Chemotherapy is one of the most used treatment against cancer. It uses chemical substances (chemotherapeutic agents) which kill cells that divide too quickly. These chemical substances are often diluted in a particular solution and packaged in bags, diffusers, or syringes, before being administered. Wrong medication (wrong chemotherapeutic agent or wrong concentration) can have major impacts for patients. To prevent wrong medication, some recent French regulations impose the verification of anti-cancer drugs before their administration. The goal is to check that they contain the good chemotherapeutic agent with the good dosage.

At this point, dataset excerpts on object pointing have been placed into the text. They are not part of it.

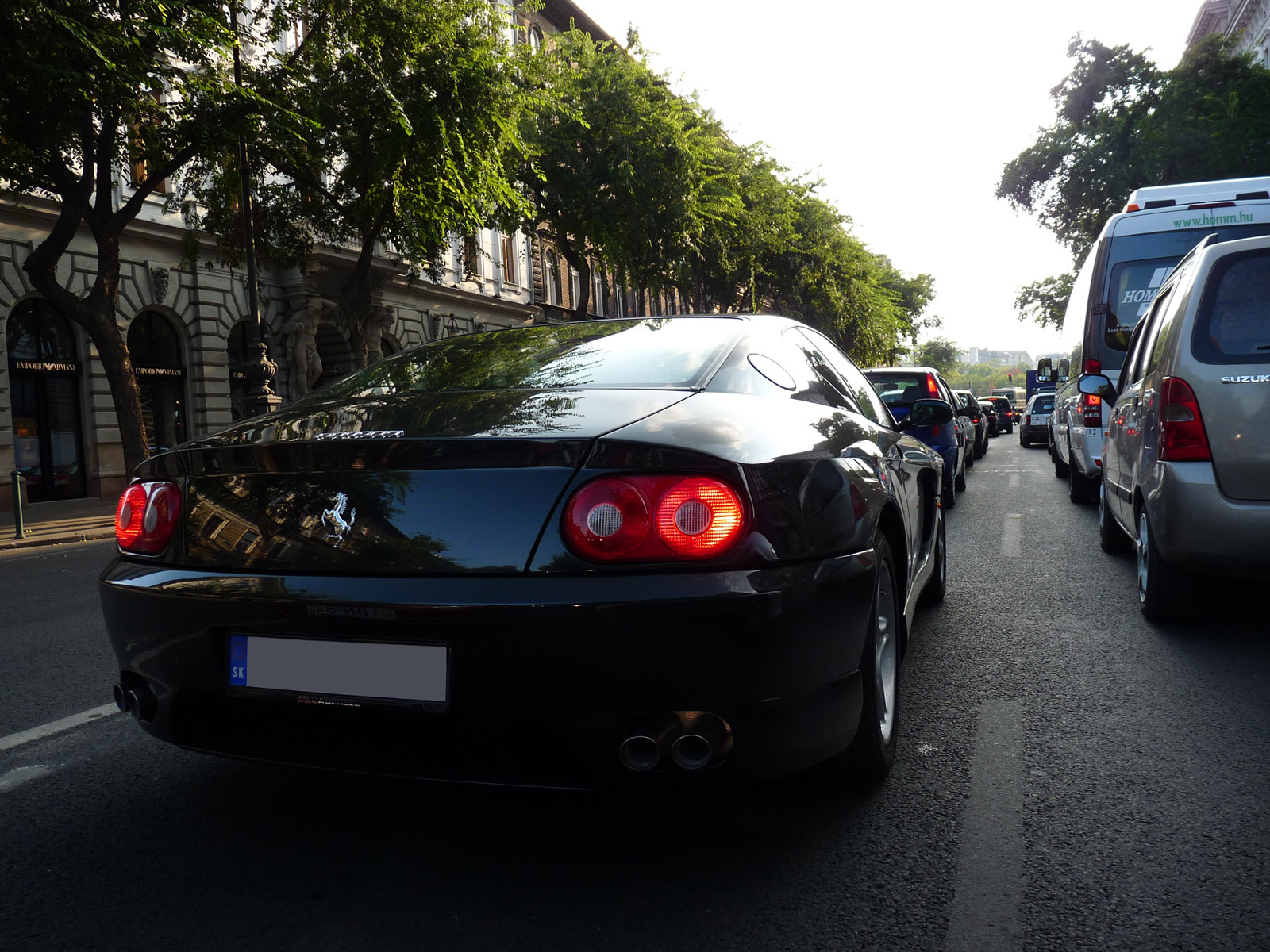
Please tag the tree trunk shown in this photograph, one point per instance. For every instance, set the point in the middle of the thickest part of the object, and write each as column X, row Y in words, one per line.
column 95, row 314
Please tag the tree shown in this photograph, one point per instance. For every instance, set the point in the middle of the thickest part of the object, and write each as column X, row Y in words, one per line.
column 89, row 88
column 620, row 165
column 1122, row 124
column 1045, row 301
column 940, row 353
column 394, row 122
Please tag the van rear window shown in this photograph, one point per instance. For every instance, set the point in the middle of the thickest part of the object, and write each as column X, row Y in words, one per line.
column 1233, row 321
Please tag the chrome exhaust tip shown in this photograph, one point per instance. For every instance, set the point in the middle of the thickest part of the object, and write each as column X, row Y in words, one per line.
column 649, row 743
column 702, row 743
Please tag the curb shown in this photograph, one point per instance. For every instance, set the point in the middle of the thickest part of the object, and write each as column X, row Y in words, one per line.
column 60, row 539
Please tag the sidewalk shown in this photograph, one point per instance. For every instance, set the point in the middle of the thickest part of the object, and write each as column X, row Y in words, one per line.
column 54, row 524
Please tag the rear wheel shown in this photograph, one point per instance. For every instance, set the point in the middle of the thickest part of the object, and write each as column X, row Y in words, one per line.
column 1111, row 537
column 873, row 750
column 1160, row 585
column 1080, row 488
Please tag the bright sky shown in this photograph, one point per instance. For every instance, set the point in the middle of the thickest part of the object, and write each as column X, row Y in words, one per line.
column 908, row 111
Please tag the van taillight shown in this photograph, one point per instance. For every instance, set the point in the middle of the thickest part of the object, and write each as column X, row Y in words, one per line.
column 146, row 518
column 653, row 518
column 1181, row 428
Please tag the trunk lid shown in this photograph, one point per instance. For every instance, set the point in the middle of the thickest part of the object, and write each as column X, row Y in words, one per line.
column 418, row 482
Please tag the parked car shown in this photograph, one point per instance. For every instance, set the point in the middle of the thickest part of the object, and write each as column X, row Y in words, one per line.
column 901, row 387
column 1005, row 413
column 978, row 419
column 1035, row 422
column 1187, row 457
column 668, row 552
column 990, row 410
column 1113, row 291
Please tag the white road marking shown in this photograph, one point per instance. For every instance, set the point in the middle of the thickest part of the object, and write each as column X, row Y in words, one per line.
column 1013, row 536
column 65, row 724
column 21, row 774
column 990, row 869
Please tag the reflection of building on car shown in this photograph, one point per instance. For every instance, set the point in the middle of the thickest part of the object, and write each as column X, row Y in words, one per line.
column 899, row 387
column 1187, row 450
column 704, row 568
column 1130, row 260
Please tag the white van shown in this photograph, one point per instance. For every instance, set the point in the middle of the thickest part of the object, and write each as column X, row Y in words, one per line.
column 1114, row 289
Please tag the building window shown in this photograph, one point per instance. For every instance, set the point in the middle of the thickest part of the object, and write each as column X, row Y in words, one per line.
column 508, row 258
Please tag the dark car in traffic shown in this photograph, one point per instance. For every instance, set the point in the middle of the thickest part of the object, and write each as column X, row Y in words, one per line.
column 653, row 552
column 899, row 389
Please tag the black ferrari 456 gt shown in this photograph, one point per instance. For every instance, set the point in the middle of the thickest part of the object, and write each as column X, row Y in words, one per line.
column 667, row 551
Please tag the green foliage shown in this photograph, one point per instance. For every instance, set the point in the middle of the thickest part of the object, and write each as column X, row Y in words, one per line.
column 1045, row 301
column 1123, row 124
column 940, row 353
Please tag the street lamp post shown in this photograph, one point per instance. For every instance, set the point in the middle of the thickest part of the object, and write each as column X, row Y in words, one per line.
column 260, row 370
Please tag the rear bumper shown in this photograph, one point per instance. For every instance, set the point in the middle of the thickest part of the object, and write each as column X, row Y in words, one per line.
column 1200, row 530
column 548, row 674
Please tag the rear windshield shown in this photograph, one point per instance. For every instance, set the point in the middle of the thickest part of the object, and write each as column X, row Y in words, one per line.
column 1141, row 263
column 901, row 387
column 1233, row 321
column 658, row 353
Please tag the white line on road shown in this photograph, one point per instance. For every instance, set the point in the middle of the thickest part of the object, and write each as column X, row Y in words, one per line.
column 65, row 724
column 1013, row 536
column 990, row 869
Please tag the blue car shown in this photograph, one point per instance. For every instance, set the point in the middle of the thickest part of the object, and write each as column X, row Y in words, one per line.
column 899, row 387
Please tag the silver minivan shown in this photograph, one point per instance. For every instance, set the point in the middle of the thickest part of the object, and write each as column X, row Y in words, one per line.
column 1187, row 455
column 1113, row 291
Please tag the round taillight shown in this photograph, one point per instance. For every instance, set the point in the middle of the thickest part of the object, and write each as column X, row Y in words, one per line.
column 698, row 517
column 146, row 518
column 606, row 520
column 611, row 520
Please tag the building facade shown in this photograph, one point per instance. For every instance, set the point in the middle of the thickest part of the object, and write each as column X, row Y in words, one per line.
column 1248, row 21
column 187, row 328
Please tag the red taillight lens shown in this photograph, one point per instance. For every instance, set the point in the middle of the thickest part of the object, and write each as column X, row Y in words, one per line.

Raman spectroscopy could be used to make this check, since, theoretically, i) each molecule has a specific spectral fingerprint by which the molecule can be identified; and ii) the Raman intensity increases with the concentration of the molecule. The main advantage of spectroscopy above other methods (for example, liquid chromatography) is that it is non-destructive and non-invasive (measures are made without opening the drug containers). However, this method is rarely used in hospital environment because of the complexity of the spectral signals to analyze. Automating the analysis of these spectral signals could significantly help. Eventually, a complete analytical system (from measuring Raman spectra to identifying the chemotherapeutic agent and its concentration) could be designed, which would be easy to use and would prevent wrong medication.
In this context, the goal of this project is to develop prediction models able to identify and quantify chemotherapeutic agents from their Raman spectra.
The Lip(Sys)² laboratory measured Raman spectra of 4 types of chemotherapeutic agents (called molecule) in 3 different packages (called vial), diluted in 9 different solutions (called solute gammes), and having different concentrations. A total of 360 spectra were measured for each agent, except for one (348 spectra).
To sum up, there are too objectives:
classification: predict which molecule it corresponds to given the spectrum.
regression: predict the concentration of a molecule. The prediction should not depend on the vial or the solute group. The error metric is relative error.